Cette histoire pourrait être un conte ; elle est tragiquement vraie. Au début du XXe siècle, des dizaines de milliers de chiens errants vivent dans les rues d'Istanbul et le sultan décide d'en débarrasser sa capitale au nom de l'hygiène et du progrès. Ainsi fut décidée en 1910 la grande extermination des chiens d'Istanbul. Pour raconter cette terrible Chienne d'histoire, qui a reçu la palme d'or du court métrage, Serge Avédikian, acteur et réalisateur d'origine arménienne, a choisi l'animation avec un trait grinçant et aigu. «Le dessin était je crois la seule manière de rendre palpable cette horreur», explique celui qui a déjà utilisé cette méthode pour un court sur un peintre à Auschwitz.
Le projet de mise à mort des chiens dans des chambres à gaz est abandonné.

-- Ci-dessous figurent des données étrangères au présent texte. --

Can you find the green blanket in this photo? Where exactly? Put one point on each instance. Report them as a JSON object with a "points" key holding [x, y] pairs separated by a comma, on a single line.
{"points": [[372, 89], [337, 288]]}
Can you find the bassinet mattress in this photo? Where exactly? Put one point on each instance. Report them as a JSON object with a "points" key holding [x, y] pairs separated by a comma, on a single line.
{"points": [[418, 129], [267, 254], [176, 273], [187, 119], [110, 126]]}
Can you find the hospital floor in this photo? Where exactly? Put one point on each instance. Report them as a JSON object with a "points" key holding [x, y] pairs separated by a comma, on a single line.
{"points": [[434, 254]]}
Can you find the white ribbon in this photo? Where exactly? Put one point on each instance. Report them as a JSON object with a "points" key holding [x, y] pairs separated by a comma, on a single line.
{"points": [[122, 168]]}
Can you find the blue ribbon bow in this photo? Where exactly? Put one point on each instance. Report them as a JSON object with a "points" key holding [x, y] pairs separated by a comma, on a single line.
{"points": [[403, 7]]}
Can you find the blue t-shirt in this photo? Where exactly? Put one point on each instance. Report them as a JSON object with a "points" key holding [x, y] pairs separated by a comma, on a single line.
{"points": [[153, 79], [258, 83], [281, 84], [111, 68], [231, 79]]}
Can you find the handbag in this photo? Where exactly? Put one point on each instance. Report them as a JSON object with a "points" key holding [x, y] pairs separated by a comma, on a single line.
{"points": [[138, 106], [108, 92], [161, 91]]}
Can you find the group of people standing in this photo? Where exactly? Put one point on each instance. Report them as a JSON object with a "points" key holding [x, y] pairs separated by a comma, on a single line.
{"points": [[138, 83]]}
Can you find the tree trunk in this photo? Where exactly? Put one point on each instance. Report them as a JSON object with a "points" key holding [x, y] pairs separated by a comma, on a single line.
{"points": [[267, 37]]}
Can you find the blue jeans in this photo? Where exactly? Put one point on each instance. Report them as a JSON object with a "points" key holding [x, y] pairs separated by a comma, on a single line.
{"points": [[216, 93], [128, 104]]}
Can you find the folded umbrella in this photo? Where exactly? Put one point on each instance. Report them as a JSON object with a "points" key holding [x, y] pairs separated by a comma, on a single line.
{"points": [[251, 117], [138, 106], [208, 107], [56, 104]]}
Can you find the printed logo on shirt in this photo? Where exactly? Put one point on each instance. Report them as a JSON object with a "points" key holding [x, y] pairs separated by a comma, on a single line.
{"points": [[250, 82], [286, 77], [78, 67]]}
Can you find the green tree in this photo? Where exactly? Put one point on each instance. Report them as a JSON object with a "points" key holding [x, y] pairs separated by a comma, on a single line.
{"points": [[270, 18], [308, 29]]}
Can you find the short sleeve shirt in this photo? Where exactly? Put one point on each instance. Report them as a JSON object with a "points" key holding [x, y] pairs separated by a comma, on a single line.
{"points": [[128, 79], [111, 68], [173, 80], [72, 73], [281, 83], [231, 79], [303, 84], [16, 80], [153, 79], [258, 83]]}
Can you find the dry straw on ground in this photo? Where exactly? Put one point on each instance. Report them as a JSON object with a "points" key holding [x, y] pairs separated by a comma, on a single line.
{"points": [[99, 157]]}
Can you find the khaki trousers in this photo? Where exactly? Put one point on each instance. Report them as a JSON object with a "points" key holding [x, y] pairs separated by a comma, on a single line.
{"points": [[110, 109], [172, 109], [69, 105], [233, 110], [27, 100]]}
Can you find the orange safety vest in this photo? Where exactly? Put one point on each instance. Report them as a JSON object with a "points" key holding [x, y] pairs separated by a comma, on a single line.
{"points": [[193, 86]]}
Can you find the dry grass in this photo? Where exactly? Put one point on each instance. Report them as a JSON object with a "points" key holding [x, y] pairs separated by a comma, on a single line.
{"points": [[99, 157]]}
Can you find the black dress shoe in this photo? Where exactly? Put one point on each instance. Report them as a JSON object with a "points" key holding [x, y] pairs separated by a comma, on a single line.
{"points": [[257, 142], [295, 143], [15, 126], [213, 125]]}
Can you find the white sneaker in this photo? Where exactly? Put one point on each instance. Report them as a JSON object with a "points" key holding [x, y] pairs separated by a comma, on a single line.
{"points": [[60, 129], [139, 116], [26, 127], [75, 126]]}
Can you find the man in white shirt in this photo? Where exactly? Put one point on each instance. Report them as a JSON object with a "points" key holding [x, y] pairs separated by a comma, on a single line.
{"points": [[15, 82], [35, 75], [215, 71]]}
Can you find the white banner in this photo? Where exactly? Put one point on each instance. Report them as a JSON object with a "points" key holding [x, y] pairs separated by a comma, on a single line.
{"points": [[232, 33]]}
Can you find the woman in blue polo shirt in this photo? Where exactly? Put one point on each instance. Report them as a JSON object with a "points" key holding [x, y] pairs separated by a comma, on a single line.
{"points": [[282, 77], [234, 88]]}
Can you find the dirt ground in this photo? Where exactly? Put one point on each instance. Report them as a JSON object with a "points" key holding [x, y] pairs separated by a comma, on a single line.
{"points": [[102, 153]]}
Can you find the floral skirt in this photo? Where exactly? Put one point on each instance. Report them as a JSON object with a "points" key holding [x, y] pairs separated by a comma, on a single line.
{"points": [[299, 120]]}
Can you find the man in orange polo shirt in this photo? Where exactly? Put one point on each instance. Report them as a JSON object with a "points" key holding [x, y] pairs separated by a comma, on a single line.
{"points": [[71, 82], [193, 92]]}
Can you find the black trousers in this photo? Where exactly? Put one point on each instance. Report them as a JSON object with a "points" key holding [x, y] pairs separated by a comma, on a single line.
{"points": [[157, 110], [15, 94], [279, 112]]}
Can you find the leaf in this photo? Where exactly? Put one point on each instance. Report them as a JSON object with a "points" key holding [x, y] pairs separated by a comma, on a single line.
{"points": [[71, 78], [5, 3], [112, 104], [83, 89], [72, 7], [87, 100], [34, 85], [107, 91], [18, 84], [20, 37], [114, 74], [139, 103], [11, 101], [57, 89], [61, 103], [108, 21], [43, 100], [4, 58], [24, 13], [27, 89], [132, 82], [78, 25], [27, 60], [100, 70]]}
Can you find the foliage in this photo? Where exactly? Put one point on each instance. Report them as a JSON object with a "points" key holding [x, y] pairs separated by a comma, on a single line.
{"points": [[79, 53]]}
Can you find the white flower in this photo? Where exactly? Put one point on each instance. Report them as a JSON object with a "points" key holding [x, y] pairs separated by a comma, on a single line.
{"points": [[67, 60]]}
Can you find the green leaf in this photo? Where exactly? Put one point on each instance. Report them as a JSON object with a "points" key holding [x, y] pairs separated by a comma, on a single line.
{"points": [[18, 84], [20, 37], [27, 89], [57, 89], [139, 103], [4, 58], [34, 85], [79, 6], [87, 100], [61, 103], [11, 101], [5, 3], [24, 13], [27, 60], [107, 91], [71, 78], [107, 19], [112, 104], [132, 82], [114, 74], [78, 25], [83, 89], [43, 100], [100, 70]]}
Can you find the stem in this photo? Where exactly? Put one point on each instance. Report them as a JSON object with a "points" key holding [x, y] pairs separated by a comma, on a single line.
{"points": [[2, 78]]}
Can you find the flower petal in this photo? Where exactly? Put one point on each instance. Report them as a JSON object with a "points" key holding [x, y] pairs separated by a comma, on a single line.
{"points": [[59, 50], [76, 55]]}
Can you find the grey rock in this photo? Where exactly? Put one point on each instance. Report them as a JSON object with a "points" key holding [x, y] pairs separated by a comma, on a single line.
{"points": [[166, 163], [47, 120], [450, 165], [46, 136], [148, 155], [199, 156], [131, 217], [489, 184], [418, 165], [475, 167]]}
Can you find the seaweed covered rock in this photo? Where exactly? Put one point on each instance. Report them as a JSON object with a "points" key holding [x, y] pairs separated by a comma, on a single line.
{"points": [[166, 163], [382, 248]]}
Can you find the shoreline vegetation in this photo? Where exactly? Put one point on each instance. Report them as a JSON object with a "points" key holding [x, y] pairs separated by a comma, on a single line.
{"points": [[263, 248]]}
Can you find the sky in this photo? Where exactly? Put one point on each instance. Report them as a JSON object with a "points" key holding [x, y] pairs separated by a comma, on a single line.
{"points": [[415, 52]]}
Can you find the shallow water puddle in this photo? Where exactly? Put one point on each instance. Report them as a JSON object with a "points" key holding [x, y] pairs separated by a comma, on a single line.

Trop cher. Les chiens sont raflés par dizaines de milliers et déportés sur un îlot rocheux, sans eau, dans la mer de Marmara, appelé depuis «l’île maudite». Ils crèvent de soif et s’entre-dévorent. Leurs hurlements arrivent jusqu’à la ville. Une scène saisissante montre Enver et Talat Pacha, les deux hommes forts du pouvoir, en train de dîner, tentant d’échapper aux cris d’agonie en fermant les fenêtres. Les deux dignitaires seront cinq ans plus tard les maîtres d’œuvre de l’extermination des Arméniens de l’Empire ottoman.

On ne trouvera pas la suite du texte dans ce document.